Pasting an image works the same way — tap and hold in a compatible text field or app, then tap Paste. Not every app accepts image pastes, so results vary depending on where you're pasting.
Using Keyboard Shortcuts (With an External Keyboard or iPad-Style Input)
If you have a Bluetooth keyboard connected to your iPhone, standard keyboard shortcuts apply:
| Action | Shortcut |
|---|---|
| Copy | ⌘ + C |
| Cut | ⌘ + X |
| Paste | ⌘ + V |
| Select All | ⌘ + A |
| Undo | ⌘ + Z |
These work exactly as they would on a Mac and significantly speed up text-heavy workflows.
The Shake to Undo Feature
Made a mistake after pasting? Shake your iPhone to trigger the Undo prompt. This works in most text fields and is a quick way to reverse an accidental paste or cut. You can also tap Edit > Undo in apps that support it, or use a three-finger swipe left as an undo gesture on iOS 13 and later.

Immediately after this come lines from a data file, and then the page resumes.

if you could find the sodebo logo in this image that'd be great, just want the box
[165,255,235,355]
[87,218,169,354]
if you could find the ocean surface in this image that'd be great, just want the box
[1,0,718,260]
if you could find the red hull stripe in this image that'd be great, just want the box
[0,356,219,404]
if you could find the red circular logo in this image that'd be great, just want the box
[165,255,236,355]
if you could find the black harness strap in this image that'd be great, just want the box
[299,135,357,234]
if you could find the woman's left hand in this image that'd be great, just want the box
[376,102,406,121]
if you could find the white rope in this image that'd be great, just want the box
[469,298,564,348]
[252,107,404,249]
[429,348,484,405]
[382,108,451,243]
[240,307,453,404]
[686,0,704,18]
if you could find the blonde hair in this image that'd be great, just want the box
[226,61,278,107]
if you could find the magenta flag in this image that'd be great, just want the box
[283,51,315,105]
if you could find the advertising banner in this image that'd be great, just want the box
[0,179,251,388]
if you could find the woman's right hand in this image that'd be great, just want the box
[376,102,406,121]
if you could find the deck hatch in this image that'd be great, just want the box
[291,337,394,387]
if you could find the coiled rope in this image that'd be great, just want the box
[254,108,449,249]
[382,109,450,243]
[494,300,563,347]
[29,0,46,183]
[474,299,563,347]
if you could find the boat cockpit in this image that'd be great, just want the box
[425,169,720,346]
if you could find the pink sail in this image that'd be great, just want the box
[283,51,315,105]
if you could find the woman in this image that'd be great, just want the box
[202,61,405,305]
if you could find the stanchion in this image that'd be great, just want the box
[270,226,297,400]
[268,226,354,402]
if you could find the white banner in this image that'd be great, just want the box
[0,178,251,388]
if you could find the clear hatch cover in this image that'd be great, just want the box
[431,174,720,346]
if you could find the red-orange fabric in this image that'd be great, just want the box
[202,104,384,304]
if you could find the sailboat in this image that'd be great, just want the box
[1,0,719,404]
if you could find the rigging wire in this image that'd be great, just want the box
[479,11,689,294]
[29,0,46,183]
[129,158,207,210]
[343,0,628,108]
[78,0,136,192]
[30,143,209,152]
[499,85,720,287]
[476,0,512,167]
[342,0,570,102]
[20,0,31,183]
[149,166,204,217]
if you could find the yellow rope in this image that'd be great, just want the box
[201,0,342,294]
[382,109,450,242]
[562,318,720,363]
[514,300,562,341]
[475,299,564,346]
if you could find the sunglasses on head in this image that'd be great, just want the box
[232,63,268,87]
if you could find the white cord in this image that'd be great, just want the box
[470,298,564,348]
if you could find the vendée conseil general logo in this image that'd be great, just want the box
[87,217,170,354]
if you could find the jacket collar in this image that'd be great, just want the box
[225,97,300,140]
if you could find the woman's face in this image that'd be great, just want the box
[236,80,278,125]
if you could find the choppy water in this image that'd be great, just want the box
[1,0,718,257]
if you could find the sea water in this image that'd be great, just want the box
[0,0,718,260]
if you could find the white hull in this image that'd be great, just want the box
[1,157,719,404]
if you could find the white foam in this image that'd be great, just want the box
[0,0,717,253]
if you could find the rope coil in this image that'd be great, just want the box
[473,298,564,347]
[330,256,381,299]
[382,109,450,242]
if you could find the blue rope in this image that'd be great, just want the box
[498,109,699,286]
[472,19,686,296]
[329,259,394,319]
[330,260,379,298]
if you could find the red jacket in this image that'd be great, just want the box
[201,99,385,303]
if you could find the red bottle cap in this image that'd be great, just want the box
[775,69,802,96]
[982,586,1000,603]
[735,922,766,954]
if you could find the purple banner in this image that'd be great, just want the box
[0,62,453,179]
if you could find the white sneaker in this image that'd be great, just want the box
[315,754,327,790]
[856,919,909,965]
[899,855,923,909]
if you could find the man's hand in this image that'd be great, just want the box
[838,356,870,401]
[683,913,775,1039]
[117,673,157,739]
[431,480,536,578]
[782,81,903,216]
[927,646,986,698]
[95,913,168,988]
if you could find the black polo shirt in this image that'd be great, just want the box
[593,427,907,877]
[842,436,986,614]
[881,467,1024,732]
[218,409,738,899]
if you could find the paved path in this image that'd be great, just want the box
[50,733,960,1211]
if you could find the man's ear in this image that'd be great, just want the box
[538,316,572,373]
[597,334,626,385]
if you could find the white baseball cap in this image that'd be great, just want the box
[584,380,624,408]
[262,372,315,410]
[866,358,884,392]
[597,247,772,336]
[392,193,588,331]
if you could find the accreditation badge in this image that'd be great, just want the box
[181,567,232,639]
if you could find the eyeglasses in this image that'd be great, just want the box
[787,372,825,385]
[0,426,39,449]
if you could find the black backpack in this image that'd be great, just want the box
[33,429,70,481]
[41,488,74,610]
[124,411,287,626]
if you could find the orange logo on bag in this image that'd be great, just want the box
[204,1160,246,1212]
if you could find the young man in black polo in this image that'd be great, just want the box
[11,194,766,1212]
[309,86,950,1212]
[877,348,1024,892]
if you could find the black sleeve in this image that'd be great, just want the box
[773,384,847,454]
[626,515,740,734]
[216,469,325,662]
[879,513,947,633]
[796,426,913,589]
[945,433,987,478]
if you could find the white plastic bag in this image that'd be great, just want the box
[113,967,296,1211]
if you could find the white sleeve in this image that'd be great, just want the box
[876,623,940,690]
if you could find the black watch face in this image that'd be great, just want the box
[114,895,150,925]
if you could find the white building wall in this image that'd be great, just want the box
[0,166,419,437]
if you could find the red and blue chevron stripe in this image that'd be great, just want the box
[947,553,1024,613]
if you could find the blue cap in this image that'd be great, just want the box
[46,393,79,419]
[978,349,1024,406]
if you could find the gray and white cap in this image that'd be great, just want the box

Universal Clipboard: Copy on One Apple Device, Paste on Another 📋
If you use multiple Apple devices signed into the same Apple ID with Handoff enabled, the Universal Clipboard feature lets you copy something on your iPhone and paste it on your Mac (or iPad), and vice versa.
For this to work:
- Both devices need to be on the same Wi-Fi network (or Bluetooth range)
- Handoff must be enabled in Settings > General > AirPlay & Handoff
- Both devices need to be signed into the same iCloud account
The pasted content appears within a short window — typically around two minutes — before the universal clipboard clears.
Where It Gets Variable
The copy-paste experience on iPhone is consistent at its core, but a few factors affect how smoothly it works in practice:
- iOS version — Gesture-based text editing (three-finger pinch to copy, spread to paste) was introduced in iOS 13. Older operating systems use only the tap-and-hold method
- App behavior — Some apps restrict copying for content protection reasons (streaming services, banking apps, certain PDFs)
- Text field type — Password fields and some custom input areas may not support standard paste
- Content type — Copying rich text with formatting may lose that formatting when pasted into a plain-text field
- Universal Clipboard reliability — Depends on network conditions, device proximity, and whether Handoff is active on both ends
The mechanics themselves are straightforward. What varies is how well a given app supports the native iOS clipboard — and whether the content type you're working with behaves the way you expect. Your own workflow, the apps you rely on most, and the iOS version running on your device all shape what that experience actually looks like day to day.